These notes are available as slides and a Jupyter notebook.
Suppose \(Y_1\) and \(Y_2\) are independently and identically distributed and \[ P_\theta \{ Y_i = \theta-1 \} = \frac{1}{2}, \quad P_\theta \{ Y_i = \theta+1 \} = \frac{1}{2} \] Consider the following confidence set
\begin{eqnarray*} C(Y_1,Y_2) = \left\{ \begin{array}{lcl} \frac{1}{2}(Y_1+Y_2) & \mbox{if} & Y_1 \not= Y_2 \\\ Y_1 - 1 & \mbox{if} & Y_1 = Y_2 \end{array} \right. \end{eqnarray*}
From a pre-experimental perspective \(C(Y_1,Y_2)\) is a 75% confidence interval.
However, from a post-experimental perspective, we are a ``100% confident’’ that \(C(Y_1,Y_2)\) contains the``true’’ \(\theta\) if \(Y_1 \not= Y_2\), whereas we are only ``50% percent’’ confident if \(Y_1 = Y_2\).

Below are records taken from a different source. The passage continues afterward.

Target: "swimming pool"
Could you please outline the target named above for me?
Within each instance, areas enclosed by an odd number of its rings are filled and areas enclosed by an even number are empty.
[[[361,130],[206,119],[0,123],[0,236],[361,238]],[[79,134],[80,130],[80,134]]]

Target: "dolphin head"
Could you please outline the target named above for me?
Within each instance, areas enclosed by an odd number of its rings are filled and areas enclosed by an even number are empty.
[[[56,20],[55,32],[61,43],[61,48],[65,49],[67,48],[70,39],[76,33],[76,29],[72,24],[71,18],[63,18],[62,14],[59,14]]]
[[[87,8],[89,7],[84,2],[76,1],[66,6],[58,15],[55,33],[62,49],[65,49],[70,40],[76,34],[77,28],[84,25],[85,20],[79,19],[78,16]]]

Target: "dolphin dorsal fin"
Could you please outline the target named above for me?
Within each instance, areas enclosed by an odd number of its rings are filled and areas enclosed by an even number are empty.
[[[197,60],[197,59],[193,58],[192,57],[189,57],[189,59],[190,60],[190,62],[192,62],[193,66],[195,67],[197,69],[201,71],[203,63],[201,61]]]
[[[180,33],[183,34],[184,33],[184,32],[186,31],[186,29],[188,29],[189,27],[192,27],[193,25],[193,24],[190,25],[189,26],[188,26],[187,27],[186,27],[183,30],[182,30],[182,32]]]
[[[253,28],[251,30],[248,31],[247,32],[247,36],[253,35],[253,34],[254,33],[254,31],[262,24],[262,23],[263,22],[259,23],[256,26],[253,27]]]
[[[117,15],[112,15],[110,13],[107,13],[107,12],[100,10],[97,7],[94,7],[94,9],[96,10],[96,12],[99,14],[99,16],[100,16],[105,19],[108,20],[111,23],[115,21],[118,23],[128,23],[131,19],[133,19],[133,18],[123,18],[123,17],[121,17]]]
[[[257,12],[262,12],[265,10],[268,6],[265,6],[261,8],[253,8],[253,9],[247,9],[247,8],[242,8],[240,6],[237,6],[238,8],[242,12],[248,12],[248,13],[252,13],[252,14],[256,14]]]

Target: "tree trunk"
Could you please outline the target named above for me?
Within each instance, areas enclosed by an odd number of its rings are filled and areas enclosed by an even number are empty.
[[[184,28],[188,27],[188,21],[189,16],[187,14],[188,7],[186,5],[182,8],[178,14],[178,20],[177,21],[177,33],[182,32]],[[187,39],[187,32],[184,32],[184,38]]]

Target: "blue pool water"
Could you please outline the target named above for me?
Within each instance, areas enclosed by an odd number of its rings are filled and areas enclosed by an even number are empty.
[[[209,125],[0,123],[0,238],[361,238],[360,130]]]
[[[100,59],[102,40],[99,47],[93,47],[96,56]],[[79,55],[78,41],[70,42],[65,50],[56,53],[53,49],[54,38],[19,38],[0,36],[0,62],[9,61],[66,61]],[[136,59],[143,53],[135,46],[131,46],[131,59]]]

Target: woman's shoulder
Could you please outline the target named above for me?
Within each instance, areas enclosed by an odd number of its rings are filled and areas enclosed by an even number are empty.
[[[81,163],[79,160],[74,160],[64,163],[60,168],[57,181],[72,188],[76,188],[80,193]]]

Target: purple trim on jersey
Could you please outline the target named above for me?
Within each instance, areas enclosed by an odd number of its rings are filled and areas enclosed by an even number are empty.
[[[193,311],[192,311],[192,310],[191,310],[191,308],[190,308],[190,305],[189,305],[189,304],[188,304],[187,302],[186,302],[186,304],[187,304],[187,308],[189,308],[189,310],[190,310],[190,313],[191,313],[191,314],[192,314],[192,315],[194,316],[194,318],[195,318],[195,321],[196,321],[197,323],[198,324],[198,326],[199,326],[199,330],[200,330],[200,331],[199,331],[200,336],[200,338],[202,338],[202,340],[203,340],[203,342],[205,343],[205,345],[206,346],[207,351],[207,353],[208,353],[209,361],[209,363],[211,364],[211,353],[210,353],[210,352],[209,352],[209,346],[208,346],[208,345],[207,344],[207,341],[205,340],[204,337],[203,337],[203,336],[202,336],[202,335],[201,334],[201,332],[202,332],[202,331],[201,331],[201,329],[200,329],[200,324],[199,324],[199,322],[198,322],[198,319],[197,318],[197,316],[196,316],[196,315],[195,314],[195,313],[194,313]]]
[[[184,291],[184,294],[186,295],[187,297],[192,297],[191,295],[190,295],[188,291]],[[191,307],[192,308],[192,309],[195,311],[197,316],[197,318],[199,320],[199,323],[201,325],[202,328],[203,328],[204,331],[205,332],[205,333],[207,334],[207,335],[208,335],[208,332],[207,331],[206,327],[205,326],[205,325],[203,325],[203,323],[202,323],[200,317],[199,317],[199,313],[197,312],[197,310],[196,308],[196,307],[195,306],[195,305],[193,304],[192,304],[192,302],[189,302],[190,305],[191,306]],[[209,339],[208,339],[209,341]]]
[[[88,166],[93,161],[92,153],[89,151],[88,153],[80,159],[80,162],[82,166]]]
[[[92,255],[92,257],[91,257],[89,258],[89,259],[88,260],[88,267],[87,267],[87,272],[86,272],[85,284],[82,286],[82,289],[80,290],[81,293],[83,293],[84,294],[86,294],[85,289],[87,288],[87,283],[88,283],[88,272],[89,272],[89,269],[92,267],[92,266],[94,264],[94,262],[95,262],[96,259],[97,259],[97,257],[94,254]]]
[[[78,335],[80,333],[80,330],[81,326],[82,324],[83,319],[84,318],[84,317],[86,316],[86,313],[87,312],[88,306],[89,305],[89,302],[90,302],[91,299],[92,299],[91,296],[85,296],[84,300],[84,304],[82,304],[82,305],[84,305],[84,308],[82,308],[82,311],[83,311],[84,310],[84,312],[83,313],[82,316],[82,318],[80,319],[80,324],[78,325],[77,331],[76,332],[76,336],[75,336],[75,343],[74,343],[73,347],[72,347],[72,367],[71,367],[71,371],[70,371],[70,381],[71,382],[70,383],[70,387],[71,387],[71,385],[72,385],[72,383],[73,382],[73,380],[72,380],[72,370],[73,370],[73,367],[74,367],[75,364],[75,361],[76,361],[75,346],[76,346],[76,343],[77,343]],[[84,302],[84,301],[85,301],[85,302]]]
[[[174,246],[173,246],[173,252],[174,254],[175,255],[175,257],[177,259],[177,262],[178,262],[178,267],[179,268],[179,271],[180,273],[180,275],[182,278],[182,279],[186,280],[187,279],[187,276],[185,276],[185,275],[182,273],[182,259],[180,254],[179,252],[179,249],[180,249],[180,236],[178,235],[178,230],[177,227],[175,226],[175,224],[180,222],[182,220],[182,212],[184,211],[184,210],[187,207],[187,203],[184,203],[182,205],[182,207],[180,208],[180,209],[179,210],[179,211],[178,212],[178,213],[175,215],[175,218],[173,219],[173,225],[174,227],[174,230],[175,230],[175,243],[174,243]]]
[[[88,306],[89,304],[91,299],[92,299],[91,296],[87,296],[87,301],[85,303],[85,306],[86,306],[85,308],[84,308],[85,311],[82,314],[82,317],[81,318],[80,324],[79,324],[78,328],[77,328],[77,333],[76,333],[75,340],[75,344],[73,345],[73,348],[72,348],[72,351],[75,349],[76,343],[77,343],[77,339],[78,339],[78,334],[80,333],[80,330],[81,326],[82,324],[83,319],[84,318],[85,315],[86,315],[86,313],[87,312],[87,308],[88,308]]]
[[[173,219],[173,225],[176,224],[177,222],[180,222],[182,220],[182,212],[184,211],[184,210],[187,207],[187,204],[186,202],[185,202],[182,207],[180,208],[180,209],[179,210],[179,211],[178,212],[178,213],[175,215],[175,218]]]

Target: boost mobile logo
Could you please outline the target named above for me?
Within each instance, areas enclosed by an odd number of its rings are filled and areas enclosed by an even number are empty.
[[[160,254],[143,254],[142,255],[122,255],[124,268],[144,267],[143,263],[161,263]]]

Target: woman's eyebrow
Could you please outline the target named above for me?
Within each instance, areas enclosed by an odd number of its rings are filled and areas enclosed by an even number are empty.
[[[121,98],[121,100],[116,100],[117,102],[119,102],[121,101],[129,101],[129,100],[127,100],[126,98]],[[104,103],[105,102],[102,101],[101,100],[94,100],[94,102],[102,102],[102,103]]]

Does it make sense to report a pre-experimental measure of accuracy, when it is known to be misleading after seeing the data?
Conditionality Principle: If an experiment is selected by some random mechanism independent of the unknown parameter \(\theta\), then only the experiment actually performed is relevant.
Most also agree with
Sufficiency Principle: Consider an experiment to determine the value of an unknown parameter \(\theta\) and suppose that \({\cal S}(\cdot)\) is a sufficient statistic. If \({\cal S}(Y_1)={\cal S}(Y_2)\) then \(Y_1\) and \(Y_2\) contain the same evidence with respect to \(\theta\).
The combination of the quite reasonable Conditionality Principle and the Sufficiency Principle lead to the more controversial Likelihood Principle (see discussion in Robert1994).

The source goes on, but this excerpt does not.